Peu après avoir immigré au Canada en provenance de la Corée du Sud alors qu’elle était adolescente, Jennifer Roggemann a eu un contact avec notre système de justice qui lui a ouvert les yeux sur la différence qu’une personne avec son bagage, sa détermination scolaire et son désir d’aider pouvait faire dans la vie d’autres nouveaux arrivants.
« Un membre de la famille a eu des problèmes juridiques, dit-elle. Il ne s’agissait que d’un malentendu culturel, mais il a fallu aller en cour. » Le malentendu culturel s’est alors poursuivi. « Mon père baissait la tête, honteux d’être obligé d’être là, et le juge lui a dit de ne pas dormir dans sa salle d’audience. » Cela a mené à de plus amples remontrances de leur propre avocat, qui a expliqué avec colère qu’il fallait mettre le juge de leur côté. « Je me souviens, dit Me Roggemann, que je me suis dit : si un jour je maîtrise l’anglais, et si un jour je deviens avocate, ce genre de chose ne se reproduira plus. »
Plus de 25 ans plus tard, à la tête de Roggemann Immigration Law, un petit cabinet réputé de Waterloo, Me Roggemann n’a pas seulement aidé d’innombrables personnes à devenir canadiennes grâce à ses aptitudes juridiques.

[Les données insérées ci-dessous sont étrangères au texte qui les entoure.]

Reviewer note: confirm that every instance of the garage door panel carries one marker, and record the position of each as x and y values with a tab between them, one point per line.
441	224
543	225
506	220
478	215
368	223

Par son engagement bénévole, elle a aidé ces personnes à appartenir à une collectivité.
Cette année, qui marque une transition après près de dix ans de service à l’Immigration Partnership’s Leadership Council de la région de Waterloo, Me Roggemann a l’occasion de réfléchir aux initiatives communautaires de l’organisme, à la manière dont leur nature collaborative, constructive et empreinte de compassion a fait de Waterloo un foyer pour des immigrants et des réfugiés provenant des quatre coins du monde.
« Les agences gouvernementales, les organisations de santé, les universités, les agences d’aide à l’établissement, les écoles de langues, les immigrants, la police : réunis, nous avons tous notre mot à dire, dit Me Roggemann. Dans un format unifié, nous décidons sur quoi nous devons nous concentrer pour faire avancer les choses. »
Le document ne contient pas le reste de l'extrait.